Every woman’s experience is different, but there are some commonalities many women can relate to. And maybe — just maybe — if men really understood what it’s like to walk a day in our shoes, things could change. Maybe.
Being a woman for me means:
-Being hyper aware of my surroundings at all times. That guy next to me at the gas pump or in line behind me at the grocery store? I don’t know what he’s capable of. I don’t know his motives. He’s likely a nice dude, but the reality is I have to be prepared for the worst.
-Having to work overtime to prove my worth in professional settings. No, I’m not just here to hang up your coat and get you coffee. And even if I were, that’s not an excuse to treat me as a second class citizen.
-Being afraid to walk home, go to public places, or travel alone. I have and do embark on these endeavors solo, but the likelihood of me being attacked or mistreated increases tenfold, as does my anxiety in these situations.
-Not being able to appear in public without being catcalled, propositioned, or sized up like some piece of meat or car for sale.
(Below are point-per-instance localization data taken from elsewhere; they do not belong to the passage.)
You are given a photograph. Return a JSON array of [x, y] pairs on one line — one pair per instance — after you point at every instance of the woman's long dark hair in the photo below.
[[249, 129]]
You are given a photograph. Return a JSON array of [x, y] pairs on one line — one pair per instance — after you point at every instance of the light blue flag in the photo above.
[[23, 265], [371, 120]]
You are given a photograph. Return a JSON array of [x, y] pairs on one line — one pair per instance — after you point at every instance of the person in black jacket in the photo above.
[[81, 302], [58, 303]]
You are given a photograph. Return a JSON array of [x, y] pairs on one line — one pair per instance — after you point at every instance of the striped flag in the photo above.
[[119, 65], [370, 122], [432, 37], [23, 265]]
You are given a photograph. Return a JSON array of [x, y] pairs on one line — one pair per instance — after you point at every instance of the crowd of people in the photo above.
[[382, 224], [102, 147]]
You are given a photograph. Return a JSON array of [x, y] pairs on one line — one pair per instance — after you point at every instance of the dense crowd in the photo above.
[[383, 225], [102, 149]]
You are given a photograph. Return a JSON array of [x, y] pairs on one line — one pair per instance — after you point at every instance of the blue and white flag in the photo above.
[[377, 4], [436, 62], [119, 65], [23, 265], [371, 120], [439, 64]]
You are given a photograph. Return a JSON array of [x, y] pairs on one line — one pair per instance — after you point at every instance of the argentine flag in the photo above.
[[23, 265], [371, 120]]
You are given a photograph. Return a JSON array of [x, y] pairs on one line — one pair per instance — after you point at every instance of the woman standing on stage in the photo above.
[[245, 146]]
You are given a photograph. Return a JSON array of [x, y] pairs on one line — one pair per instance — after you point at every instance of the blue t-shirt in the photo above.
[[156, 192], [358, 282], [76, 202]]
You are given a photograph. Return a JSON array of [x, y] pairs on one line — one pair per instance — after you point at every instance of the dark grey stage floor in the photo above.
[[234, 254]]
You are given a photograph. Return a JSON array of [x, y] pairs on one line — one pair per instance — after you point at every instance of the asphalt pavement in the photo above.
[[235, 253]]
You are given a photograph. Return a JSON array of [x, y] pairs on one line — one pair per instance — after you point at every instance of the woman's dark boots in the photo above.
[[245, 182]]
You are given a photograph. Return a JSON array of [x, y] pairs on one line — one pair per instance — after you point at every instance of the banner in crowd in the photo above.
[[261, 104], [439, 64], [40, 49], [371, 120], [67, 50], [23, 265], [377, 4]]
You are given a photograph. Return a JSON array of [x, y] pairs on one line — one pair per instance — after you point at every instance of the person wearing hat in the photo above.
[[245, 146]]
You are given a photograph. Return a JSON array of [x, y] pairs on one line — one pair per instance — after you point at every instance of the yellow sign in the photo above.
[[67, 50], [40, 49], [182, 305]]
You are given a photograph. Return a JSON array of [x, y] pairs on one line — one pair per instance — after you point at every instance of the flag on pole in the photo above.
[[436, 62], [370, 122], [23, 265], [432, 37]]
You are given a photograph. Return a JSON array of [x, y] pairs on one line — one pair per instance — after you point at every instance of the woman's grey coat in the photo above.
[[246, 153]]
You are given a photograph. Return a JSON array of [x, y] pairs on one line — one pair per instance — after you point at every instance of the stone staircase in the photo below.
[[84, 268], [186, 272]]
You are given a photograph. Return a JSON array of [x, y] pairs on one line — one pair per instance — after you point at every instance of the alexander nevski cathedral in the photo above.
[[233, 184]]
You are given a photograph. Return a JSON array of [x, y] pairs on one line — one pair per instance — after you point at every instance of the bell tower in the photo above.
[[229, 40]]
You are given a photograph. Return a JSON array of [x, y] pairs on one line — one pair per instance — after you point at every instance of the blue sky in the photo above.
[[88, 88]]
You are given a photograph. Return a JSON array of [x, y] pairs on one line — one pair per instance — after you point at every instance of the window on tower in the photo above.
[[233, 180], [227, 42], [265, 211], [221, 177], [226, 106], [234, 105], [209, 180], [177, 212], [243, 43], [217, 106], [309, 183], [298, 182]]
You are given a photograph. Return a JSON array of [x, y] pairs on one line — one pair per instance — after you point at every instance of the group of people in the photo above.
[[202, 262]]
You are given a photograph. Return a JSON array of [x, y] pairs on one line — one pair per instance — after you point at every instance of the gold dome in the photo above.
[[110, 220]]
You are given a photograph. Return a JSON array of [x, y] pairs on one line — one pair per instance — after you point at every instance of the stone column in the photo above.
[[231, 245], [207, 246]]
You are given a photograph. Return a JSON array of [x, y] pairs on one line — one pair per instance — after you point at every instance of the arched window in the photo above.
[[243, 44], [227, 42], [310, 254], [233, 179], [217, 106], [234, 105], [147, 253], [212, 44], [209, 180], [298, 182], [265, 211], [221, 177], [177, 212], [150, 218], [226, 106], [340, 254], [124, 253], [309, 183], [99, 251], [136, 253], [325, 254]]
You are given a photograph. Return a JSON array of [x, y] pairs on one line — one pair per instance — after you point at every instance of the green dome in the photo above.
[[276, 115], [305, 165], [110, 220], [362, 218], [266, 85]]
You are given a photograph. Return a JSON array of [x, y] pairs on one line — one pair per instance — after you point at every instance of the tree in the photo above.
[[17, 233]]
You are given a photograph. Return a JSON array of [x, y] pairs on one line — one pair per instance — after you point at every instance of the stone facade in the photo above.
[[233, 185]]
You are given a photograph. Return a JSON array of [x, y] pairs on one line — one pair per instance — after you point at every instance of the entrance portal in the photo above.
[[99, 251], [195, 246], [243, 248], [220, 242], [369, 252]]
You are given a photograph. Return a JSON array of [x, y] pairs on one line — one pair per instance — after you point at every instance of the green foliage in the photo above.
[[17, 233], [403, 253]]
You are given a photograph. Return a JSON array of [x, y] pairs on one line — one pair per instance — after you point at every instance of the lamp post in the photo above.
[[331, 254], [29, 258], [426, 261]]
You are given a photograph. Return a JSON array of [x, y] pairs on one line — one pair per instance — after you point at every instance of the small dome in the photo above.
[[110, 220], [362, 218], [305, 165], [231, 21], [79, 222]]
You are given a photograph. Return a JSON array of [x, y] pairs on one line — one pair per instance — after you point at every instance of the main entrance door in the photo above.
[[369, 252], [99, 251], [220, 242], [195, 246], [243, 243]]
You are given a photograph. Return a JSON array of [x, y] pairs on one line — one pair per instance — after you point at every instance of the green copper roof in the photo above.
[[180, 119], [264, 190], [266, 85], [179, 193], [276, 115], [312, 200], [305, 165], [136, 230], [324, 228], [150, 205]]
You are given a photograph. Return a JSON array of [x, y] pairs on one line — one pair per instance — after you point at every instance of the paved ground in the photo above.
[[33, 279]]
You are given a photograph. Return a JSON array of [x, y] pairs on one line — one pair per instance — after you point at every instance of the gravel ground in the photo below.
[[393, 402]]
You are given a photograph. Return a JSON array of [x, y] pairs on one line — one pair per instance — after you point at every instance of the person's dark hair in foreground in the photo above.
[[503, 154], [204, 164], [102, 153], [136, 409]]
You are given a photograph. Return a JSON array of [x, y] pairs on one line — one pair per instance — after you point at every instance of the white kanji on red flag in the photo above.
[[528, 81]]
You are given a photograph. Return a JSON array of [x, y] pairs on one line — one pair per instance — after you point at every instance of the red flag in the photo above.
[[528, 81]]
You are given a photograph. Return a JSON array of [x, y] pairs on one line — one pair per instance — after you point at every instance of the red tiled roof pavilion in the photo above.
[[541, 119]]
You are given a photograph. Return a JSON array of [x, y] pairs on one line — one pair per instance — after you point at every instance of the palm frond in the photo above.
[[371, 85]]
Even when I’m wearing my pajamas from the night before and I’m two steps below a hot mess.
-Living with a double standard. Promiscuous men = celebrated. Promiscuous women = slut, whore, used goods.
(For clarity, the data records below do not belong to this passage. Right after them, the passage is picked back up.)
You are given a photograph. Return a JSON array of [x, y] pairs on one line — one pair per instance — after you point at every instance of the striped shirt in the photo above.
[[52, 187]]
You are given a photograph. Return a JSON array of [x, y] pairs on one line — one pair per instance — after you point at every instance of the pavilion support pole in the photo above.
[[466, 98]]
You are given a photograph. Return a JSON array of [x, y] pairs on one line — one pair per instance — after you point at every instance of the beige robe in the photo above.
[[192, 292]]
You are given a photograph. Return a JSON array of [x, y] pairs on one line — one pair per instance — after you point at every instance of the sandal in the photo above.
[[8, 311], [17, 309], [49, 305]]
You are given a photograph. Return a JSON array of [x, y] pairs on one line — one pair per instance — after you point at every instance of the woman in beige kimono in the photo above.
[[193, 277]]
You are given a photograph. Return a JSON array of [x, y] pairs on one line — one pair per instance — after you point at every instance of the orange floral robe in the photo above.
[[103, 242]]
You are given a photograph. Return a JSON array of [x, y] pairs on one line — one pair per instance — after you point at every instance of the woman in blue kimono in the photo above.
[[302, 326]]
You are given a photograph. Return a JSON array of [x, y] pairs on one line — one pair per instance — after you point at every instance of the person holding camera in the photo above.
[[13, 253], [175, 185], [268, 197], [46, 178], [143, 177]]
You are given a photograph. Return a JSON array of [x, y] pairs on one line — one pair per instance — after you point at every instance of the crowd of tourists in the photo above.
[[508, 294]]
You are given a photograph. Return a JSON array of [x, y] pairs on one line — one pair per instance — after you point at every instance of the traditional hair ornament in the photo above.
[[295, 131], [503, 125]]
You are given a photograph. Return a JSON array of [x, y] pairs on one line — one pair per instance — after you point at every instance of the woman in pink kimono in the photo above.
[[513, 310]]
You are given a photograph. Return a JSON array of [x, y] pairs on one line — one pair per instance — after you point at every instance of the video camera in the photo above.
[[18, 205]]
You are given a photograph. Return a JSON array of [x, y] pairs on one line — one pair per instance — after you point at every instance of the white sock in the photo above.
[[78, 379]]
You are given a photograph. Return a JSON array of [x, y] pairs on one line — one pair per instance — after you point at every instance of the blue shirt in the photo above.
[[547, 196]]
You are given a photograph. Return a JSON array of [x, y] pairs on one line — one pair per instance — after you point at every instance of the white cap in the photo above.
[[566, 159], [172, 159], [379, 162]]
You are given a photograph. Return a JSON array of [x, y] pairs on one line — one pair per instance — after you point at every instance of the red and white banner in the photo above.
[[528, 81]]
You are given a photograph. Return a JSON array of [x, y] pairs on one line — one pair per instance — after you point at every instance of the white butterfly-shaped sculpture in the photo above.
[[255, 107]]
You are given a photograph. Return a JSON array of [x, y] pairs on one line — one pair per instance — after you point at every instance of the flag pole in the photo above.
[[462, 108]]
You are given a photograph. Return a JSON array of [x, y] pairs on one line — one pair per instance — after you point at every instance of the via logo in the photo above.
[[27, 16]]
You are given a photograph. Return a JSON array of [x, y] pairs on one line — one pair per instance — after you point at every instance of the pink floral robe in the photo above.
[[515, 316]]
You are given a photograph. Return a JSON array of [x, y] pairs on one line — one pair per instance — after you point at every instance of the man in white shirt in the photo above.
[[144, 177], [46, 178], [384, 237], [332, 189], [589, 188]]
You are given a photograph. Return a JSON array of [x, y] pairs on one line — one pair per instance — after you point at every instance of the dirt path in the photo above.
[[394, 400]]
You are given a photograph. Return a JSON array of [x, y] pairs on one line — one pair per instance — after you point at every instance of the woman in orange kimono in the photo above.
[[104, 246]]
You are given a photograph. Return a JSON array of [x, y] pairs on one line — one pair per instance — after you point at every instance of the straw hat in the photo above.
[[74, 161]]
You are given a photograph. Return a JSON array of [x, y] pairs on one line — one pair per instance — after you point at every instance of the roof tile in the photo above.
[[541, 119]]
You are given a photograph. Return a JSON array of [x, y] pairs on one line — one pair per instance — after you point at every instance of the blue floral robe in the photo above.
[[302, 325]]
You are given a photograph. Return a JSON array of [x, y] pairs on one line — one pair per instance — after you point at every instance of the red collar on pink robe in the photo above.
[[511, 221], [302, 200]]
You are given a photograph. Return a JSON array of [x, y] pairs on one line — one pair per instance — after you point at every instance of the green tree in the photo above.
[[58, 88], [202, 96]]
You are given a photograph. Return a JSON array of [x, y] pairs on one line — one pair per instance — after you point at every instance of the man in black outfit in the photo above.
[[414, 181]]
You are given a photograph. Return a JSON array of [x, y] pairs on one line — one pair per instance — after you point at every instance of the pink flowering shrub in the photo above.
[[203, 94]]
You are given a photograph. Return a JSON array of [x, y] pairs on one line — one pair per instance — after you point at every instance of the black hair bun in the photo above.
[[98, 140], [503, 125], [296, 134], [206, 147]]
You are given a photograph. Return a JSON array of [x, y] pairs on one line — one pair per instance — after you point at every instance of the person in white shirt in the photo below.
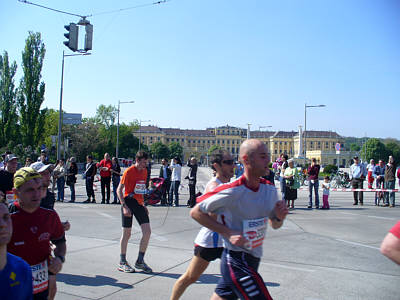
[[176, 168]]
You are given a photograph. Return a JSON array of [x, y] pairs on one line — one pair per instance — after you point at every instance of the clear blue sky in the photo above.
[[197, 64]]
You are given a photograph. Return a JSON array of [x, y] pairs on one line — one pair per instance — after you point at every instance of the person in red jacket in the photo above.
[[105, 166]]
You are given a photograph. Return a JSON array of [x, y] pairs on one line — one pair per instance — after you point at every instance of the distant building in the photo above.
[[320, 144]]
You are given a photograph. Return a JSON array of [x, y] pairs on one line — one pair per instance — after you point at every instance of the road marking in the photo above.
[[105, 215], [287, 267], [357, 244]]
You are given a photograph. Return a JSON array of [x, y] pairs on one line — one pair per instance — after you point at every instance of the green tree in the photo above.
[[30, 95], [175, 150], [213, 148], [374, 149], [159, 150], [8, 108], [393, 149]]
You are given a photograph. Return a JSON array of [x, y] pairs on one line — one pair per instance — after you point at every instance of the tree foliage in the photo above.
[[8, 110], [30, 95]]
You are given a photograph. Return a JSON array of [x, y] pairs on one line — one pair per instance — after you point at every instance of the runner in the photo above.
[[208, 244], [245, 205], [34, 229], [15, 273], [132, 202]]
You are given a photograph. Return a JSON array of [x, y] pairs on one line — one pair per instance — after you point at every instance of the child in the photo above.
[[326, 185]]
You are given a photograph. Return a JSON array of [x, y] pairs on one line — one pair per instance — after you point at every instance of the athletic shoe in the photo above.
[[126, 268], [145, 268]]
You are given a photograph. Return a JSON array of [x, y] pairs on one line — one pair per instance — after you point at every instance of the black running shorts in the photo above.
[[137, 210], [208, 254]]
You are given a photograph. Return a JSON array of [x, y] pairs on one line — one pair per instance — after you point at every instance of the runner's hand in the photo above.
[[126, 211], [55, 265], [281, 210]]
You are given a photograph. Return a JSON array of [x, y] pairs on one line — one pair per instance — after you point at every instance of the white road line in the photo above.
[[357, 244], [105, 215], [288, 267]]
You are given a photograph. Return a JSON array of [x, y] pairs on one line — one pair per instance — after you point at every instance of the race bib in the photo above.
[[140, 187], [254, 232], [40, 277]]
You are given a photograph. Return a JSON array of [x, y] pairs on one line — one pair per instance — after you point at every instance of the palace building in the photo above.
[[319, 144]]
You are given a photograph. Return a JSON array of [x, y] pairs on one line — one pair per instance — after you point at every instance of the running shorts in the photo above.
[[137, 210], [208, 254], [240, 278]]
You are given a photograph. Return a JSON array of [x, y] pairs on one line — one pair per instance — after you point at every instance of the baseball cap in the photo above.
[[40, 167], [23, 175], [10, 157]]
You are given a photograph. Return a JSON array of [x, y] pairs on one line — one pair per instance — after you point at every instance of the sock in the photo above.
[[123, 259], [140, 257]]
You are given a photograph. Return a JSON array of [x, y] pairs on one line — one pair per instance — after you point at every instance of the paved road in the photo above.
[[316, 255]]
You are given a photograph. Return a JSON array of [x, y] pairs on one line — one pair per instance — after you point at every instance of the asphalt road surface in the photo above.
[[317, 254]]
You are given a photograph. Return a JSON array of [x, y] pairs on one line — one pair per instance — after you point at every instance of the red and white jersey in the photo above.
[[32, 233], [242, 209]]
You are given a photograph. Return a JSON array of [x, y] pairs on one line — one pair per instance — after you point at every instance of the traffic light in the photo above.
[[72, 36], [88, 37]]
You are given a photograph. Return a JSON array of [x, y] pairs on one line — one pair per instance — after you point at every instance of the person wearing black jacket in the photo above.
[[165, 173], [89, 174], [71, 177], [192, 177]]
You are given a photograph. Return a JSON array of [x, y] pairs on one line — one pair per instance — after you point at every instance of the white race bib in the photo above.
[[140, 187], [40, 277], [254, 232]]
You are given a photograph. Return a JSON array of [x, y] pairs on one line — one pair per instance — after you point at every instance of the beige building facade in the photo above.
[[319, 144]]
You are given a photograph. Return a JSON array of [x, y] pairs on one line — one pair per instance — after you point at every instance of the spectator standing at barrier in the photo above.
[[357, 176], [176, 168], [89, 174], [165, 173], [390, 180], [313, 182], [116, 177], [59, 174], [192, 177], [371, 171], [15, 273], [72, 171], [6, 177], [105, 166], [282, 179]]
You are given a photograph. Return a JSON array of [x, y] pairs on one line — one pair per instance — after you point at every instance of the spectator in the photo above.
[[357, 176], [390, 180], [59, 173], [116, 177], [105, 166], [313, 182], [165, 173], [71, 177]]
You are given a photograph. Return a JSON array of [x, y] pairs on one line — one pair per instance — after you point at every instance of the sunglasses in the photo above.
[[228, 162]]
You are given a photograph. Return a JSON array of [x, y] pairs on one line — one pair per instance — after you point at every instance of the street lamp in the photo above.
[[305, 127], [140, 126], [116, 147], [61, 94]]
-Not having my medical concerns or complaints of pain taken as seriously as my husband’s. I must be overreacting. It’ll be fine, the doctor is sure.
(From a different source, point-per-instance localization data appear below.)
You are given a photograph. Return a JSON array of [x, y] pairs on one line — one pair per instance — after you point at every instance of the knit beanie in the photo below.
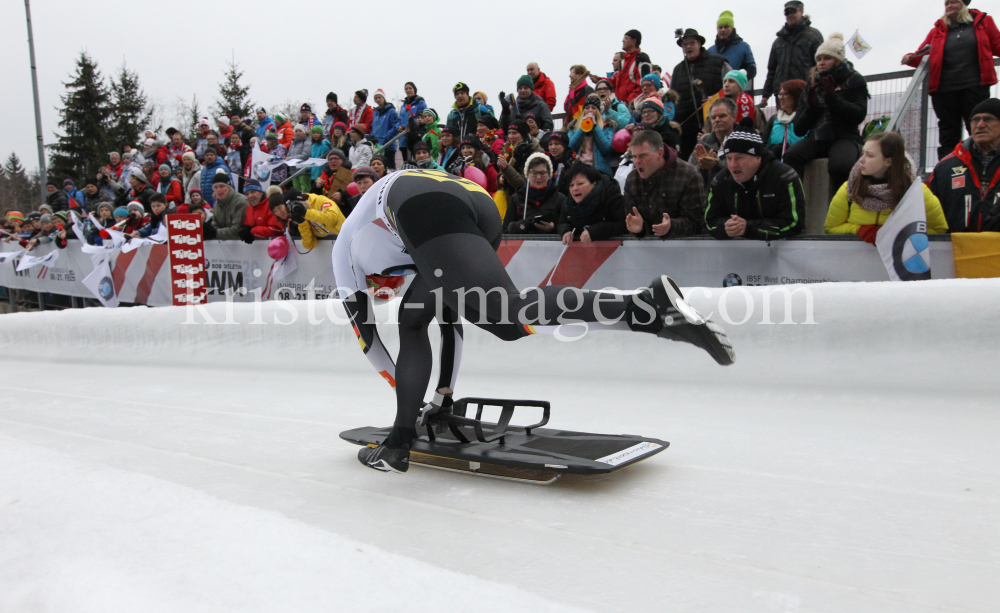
[[990, 105], [744, 139], [365, 171], [521, 126], [739, 76], [833, 46]]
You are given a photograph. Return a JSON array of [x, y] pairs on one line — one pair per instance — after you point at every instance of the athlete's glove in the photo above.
[[297, 211]]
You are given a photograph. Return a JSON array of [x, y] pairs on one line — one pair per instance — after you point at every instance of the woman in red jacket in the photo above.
[[963, 44]]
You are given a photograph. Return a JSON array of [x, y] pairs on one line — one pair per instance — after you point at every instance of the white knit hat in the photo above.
[[833, 46]]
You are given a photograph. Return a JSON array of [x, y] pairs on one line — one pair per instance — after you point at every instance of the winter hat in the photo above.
[[489, 121], [691, 33], [744, 139], [990, 105], [561, 137], [739, 76], [521, 126], [365, 171], [652, 103], [833, 46]]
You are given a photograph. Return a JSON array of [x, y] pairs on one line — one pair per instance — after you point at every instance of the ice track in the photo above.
[[847, 465]]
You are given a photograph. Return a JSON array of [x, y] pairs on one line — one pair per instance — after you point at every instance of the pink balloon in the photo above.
[[476, 176], [278, 248], [621, 140]]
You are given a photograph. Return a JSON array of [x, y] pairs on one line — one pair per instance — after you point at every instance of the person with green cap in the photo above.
[[527, 103], [729, 44]]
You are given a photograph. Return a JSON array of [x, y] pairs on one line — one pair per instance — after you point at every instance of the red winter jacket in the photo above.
[[546, 90], [262, 221], [989, 45]]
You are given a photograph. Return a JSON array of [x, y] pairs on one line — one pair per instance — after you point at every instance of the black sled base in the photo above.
[[453, 440]]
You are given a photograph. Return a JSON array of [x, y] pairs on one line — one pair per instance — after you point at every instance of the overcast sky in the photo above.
[[301, 50]]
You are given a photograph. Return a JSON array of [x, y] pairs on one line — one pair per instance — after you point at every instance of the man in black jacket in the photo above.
[[756, 196], [698, 76], [968, 181], [793, 53]]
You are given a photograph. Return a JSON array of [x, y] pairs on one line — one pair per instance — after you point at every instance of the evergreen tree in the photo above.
[[130, 115], [235, 97], [19, 190], [86, 109]]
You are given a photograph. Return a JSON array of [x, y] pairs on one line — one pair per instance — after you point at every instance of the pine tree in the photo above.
[[20, 191], [86, 109], [130, 115], [235, 97]]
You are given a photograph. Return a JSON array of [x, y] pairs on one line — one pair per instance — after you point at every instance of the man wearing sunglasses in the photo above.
[[793, 53]]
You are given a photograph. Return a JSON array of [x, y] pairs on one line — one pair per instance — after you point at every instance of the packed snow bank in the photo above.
[[81, 537], [934, 332]]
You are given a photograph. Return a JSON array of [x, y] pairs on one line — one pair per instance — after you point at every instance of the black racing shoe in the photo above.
[[385, 458], [682, 323]]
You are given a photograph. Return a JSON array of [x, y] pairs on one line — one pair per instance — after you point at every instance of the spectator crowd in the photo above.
[[640, 151]]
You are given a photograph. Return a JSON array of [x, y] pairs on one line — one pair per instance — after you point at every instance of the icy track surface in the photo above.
[[849, 465]]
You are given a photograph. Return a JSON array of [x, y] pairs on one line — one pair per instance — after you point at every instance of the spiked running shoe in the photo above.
[[385, 459], [682, 323]]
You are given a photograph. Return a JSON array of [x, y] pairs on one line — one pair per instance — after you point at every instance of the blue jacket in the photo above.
[[319, 150], [602, 146], [739, 55], [262, 128], [386, 125], [413, 109], [207, 174]]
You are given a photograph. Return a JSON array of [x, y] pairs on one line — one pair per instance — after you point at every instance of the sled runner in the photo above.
[[451, 439]]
-Being subjected to medical procedures intended to benefit the husband, not the woman. “Husband stitch,” anyone? It’s a real thing. Someone close to me has had serious medical complications because of it. And it absolutely is genital mutilation.
-Being held to a higher standard of beauty and attractiveness than my male counterparts. Impossible, unhealthy, potentially deadly standards, too.
-My worth being measured by how I look and not by what I know or can do.
-Being labeled an “attention whore” if what I do want to wear or look like can in any way be construed as sexually appealing or provocative. Wouldn’t want to be responsible for tempting the men.
-Being blamed for bringing unwanted sexual advances onto myself.
-Being introduced with phrases that describe who my husband is or what I look like rather than my job title or skills, as my male counterparts are introduced. “Please meet the lovely _____” rather than “Allow me to introduce you to the talented [insert skills here], _____.” Barf.
-Having to constantly battle being talked over, dismissed, or ignored. I may have some of the same ideas as a male co-worker, for example, but guess who will receive recognition for them?
-Being told from a young age that if I don’t “learn to cook” or “clean,” how do I ever expect to find a man?
-Constantly having to use the “buddy system” while out with friends. Leave no woman alone. She could be drugged or worse.
-Being labeled a “bitch” if I dare assert or stand up for myself, a character trait my male counterparts are praised for.
-Being compensated less than my male counterparts for performing the exact same professional tasks.
-Battling gender norms and expectations. Into sports? Too masculine. Not the nurturing type? Heartless and cold.
-Difficulty commanding respect from those I manage — the same respect freely given to men in my professional position.
-Living in fear. Fear for my physical safety, my job security, my value as a competent, knowledgeable contributor to society.
These examples? These examples don’t even begin to scratch the surface of what it’s like to walk in these shoes. And they also don’t mean I lament the lot I’ve been given in life.
Instead, they mean change is needed. And yesterday. A thousand yesterdays before that.
So before anyone dismisses the very real obstacles women navigate on the daily, please: Hear us out. The details of our experiences may vary, but chances are, we all share similarities in our experiences.
And if you’d take a moment to Atticus Finch it — AKA walk a mile in our shoes — you just may understand how emergent this issue is.
So what are we going to do about it?